First-person shooters have come a long, long way since 'Wolfenstein 3D', 'Doom' and even console efforts like 'GoldenEye 64' and 'Call of Duty'.

It's a genre that is often accused of lacking in awareness, of being defined by rote gameplay, and very often featuring bland and unoriginal storytelling in order to make itself feel authentic. There are, of course, entries in the genre that have subverted all those expectations - and the remake of 'Doom' in 2016 was one of them.

2016's 'Doom' was almost post-modern in the amount of violence it had. It was exactly the kind of game that players - twenty years ago, anyway - would have been warned about playing. It was exquisitely ridiculous, had an ear-piercing soundtrack, and was raucously entertaining. In short, it was going to be a tough act to follow.


'Doom Eternal' arrives in a crowded marketplace, with the weight of expectation across its shoulders, and from the get-go, reminds you that you never had anything to fear. The opening stages see you transported to Earth - in the middle of an invasion by the forces of Hell. The layouts vary in size, but they essentially box you into a room that you'll have to do laps of in order to avoid enemy fire, pick up enough ammo, and kill all enemies.

That formula repeats itself over and over throughout the game, perhaps throwing in some acrobatic jumps and quick-strafes, not to mention cartoonishly violent 'glory kills' that see you pluck out eyeballs, snap arms off like twigs, and knife zombies in the face.

Yet, for all of that repetitiveness, you never once find yourself bored or even remotely aware of it. The game proves to be so hypnotic that you can easily lose hours in it without even realising it. Just as soon as you mercilessly off one demon, you're already racing into the next fight to thunderous, gutteral metal music with an over-sized shotgun in your hands.

Like 2016's 'Doom', the story isn't really all that important - you can follow it if you want, but it's entirely up to you whether or not it goes in. The enjoyment of the game doesn't rest on understanding the Doom Slayer's purpose (it's to kill demons), why the invasion of Hell is happening (prophecy yada yada) and the developers understand that aspect.

Compared to something like, say, 'Call of Duty: Modern Warfare', there isn't a single shred of realism in 'Doom Eternal' - though 'Call of Duty: Modern Warfare' wasn't actually realistic either. 'Doom Eternal' embraces the super-fast arcade feel to its action, and the first few stages of the game will acclimate you to that.

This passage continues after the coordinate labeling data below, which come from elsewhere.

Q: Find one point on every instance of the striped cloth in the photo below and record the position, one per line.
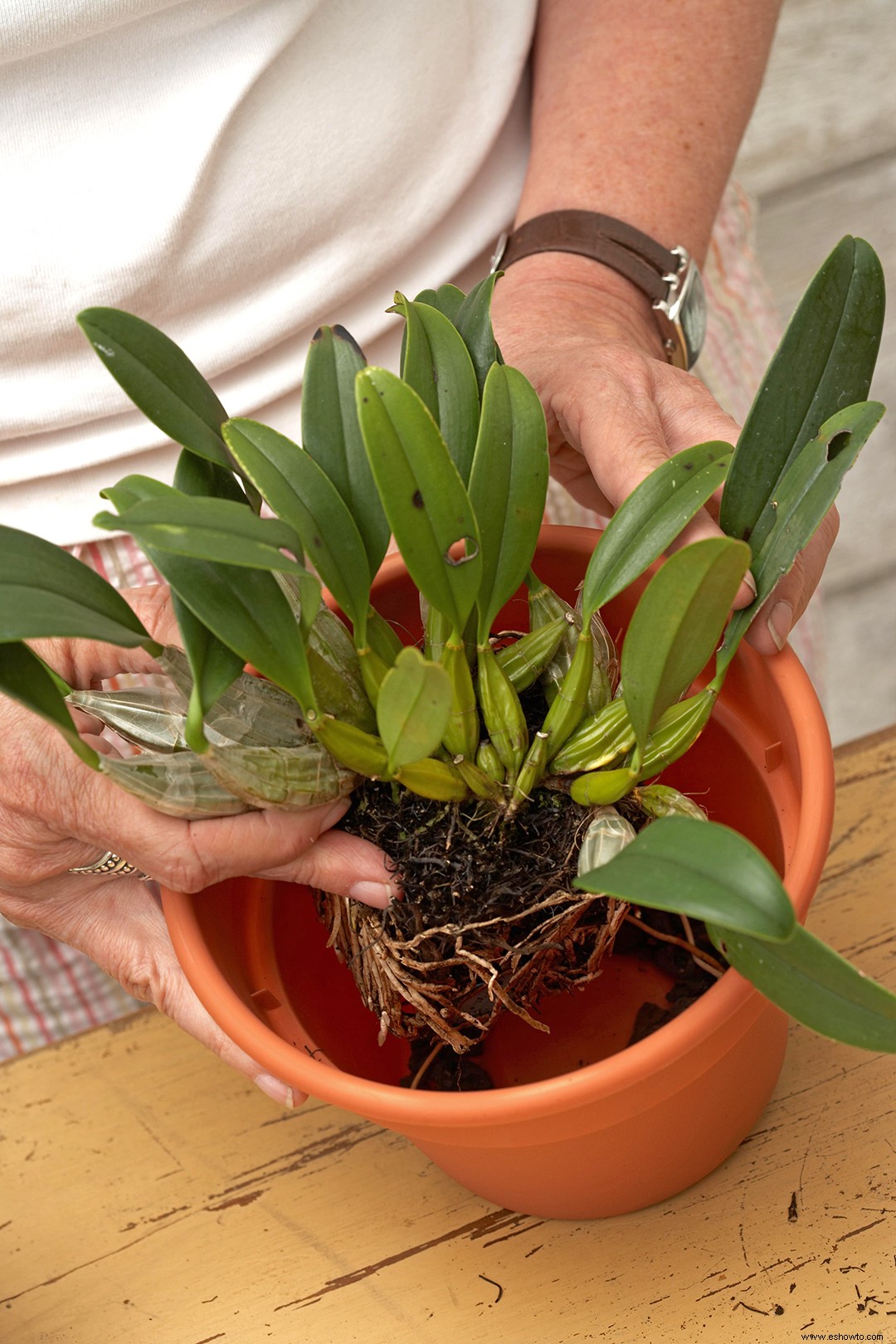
(47, 991)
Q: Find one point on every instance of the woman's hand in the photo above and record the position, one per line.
(56, 813)
(616, 409)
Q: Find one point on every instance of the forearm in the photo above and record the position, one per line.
(640, 108)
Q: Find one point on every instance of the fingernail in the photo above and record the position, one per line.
(275, 1089)
(779, 622)
(377, 894)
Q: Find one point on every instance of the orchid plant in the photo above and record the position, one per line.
(451, 460)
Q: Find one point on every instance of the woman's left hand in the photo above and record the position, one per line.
(589, 343)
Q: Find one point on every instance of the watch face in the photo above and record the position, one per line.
(692, 314)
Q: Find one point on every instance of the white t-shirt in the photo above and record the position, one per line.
(236, 173)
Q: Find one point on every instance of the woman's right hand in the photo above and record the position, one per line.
(56, 813)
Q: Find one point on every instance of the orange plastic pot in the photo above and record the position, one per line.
(578, 1125)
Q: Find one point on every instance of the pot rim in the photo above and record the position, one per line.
(402, 1108)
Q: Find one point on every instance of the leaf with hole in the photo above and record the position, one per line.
(824, 362)
(422, 494)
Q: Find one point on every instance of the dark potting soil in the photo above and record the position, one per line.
(461, 864)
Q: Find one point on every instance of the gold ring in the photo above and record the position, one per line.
(112, 866)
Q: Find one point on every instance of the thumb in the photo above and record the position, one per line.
(180, 1003)
(124, 930)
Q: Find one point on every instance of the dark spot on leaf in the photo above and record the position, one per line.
(839, 444)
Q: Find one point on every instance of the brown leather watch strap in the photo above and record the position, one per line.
(601, 236)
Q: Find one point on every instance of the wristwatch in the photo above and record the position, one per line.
(668, 275)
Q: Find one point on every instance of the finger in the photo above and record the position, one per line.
(121, 926)
(85, 663)
(650, 431)
(791, 594)
(345, 866)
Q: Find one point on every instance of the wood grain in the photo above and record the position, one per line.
(151, 1196)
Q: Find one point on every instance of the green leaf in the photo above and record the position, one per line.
(214, 667)
(175, 782)
(475, 324)
(197, 476)
(247, 611)
(24, 679)
(676, 626)
(412, 709)
(422, 494)
(158, 379)
(804, 494)
(824, 362)
(508, 487)
(437, 364)
(448, 299)
(332, 436)
(650, 519)
(45, 592)
(207, 530)
(303, 494)
(702, 869)
(816, 986)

By the time you're an hour in, if not less, you'll be chainsawing your way to one of the games of the year. Mastering each of the weapons - and their modifications - is difficult, but you can easily swap between them to find whatever suits your style and strategy. Likewise, the difficulty levels in the game offer up a varied experience - with the classic one-life run option now available from the start for purists.

'Doom Eternal' offers itself up as an invigorating, refreshing take on first-person shooters by actively going deep into its past, salvaging what worked, discarding what didn't, and fashioning it into something brutally effective. Like Doomguy himself, 'Doom Eternal' just blasts its way across the screen, never stopping, never fading.